Going back to the seat tube orientation - this is a fairly common problem with mass produced bikes. I've seen some that are miles off (and look just completely mental) but generally it's just a few mm (or degrees)

You would think that during the spraying process and assembly someone would notice this so I guess they allow them through to minimise waste thinking that someone will buy it for some sort of discount - as I said, these things don't bother everyone and if you don't want to attach a bottle cage to the seat tube then there is no real problem.

Looks crap though!


----------



## User482 (21 Nov 2008)

Mr Pig said:


> The bottom of the range Altitude 00 is made in Taiwan, all the other frames are made in the UK.
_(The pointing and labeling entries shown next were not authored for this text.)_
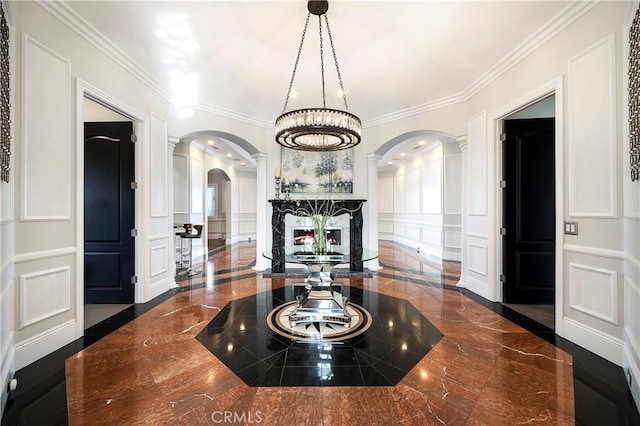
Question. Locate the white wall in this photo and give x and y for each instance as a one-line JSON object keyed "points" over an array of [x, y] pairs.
{"points": [[631, 218], [583, 58], [53, 67], [425, 212], [7, 246]]}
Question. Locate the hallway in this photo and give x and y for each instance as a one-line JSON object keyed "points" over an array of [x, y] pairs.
{"points": [[490, 366]]}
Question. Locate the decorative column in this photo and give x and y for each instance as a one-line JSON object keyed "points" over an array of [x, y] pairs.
{"points": [[261, 210], [372, 207], [462, 141], [171, 145]]}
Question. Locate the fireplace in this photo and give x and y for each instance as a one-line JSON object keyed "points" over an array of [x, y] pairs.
{"points": [[306, 236], [282, 208]]}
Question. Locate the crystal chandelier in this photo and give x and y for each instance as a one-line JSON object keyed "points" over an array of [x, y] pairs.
{"points": [[318, 129]]}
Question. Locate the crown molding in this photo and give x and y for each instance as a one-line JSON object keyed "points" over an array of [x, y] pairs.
{"points": [[61, 11], [562, 20], [224, 112]]}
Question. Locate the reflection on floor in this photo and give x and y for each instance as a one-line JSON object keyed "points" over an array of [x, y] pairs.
{"points": [[96, 313], [493, 366], [544, 314]]}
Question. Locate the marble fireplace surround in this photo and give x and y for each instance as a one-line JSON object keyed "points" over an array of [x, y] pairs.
{"points": [[282, 207]]}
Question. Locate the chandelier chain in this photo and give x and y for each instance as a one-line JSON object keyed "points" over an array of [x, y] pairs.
{"points": [[335, 59], [295, 66], [324, 96]]}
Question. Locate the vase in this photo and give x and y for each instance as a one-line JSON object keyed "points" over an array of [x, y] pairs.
{"points": [[321, 240]]}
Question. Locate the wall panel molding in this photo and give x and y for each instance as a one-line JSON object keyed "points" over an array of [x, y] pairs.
{"points": [[46, 128], [45, 254], [44, 294], [477, 178], [594, 251], [158, 259], [592, 144], [477, 255], [159, 167], [594, 291]]}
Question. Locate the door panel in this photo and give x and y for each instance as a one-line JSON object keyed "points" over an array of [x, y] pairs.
{"points": [[529, 211], [108, 212]]}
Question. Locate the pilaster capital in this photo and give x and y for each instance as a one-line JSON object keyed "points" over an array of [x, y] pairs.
{"points": [[172, 141], [462, 142], [260, 157]]}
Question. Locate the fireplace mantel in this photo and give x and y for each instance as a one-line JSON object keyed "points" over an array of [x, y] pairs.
{"points": [[283, 207]]}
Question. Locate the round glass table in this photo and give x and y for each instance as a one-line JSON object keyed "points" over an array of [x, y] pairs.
{"points": [[320, 302]]}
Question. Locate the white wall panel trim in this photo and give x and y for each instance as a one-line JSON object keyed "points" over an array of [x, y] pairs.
{"points": [[34, 348], [55, 291], [46, 128], [477, 235], [605, 345], [159, 167], [602, 283], [477, 255], [595, 251], [158, 260], [592, 144], [45, 254]]}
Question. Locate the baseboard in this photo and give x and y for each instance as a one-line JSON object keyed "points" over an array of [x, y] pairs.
{"points": [[6, 374], [480, 288], [601, 344], [36, 347], [631, 366], [159, 287]]}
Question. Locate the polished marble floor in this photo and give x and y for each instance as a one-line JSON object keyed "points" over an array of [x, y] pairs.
{"points": [[491, 366]]}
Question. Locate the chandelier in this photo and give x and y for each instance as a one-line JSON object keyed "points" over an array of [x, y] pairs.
{"points": [[318, 129]]}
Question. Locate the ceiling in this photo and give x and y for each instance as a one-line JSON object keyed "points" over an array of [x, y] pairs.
{"points": [[395, 57]]}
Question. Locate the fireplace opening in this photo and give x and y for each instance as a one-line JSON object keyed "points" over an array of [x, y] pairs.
{"points": [[306, 236]]}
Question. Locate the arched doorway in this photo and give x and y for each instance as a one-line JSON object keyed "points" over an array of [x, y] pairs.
{"points": [[217, 205]]}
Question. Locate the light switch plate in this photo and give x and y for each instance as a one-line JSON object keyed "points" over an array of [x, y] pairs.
{"points": [[571, 228]]}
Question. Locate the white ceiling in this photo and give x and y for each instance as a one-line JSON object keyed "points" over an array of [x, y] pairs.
{"points": [[394, 56]]}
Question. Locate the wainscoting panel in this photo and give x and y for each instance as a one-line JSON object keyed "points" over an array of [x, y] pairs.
{"points": [[432, 236], [594, 291], [385, 193], [159, 172], [180, 183], [592, 132], [477, 258], [196, 185], [159, 256], [432, 187], [44, 294], [453, 239], [46, 190], [398, 194], [477, 142]]}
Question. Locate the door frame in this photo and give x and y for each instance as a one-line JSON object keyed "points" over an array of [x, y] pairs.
{"points": [[140, 128], [494, 163]]}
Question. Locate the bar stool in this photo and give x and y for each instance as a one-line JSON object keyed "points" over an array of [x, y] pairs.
{"points": [[190, 233]]}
That's not right - they're designed in the UK but built in Taiwan.


----------



## otherself (30 Nov 2008)

Rock Lobster Reynolds 853 is good value for £299 (Merlincycles).

Also the Pipedream Sirius, Pastey Howler 853 and Sanderson Breath are amongst other, less well known steel frames.


----------



## Globalti (8 Dec 2008)

Another vote for Merlin's Rock Lobsters. They're respected frames.


----------



## mickle (8 Dec 2008)

Rocky Mountain Blizzard. If you can find one.


----------



## Phatman (15 Dec 2008)

*Steel Frames*

Don't know if you're sorted yet. I have been riding a Cove handjob for a few years now and am delighted with it - Chain Reaction have some 21" 2005 models on sale for £250


----------



## ColinJ (16 Dec 2008)

Rigid Raider said:


> Another vote for Merlin's Rock Lobsters. They're respected frames.


I've got one and I like it.


----------



## Amanda P (16 Dec 2008)

You're just making up the names of these frames!

Pastey Howler?? Pull the other one!


----------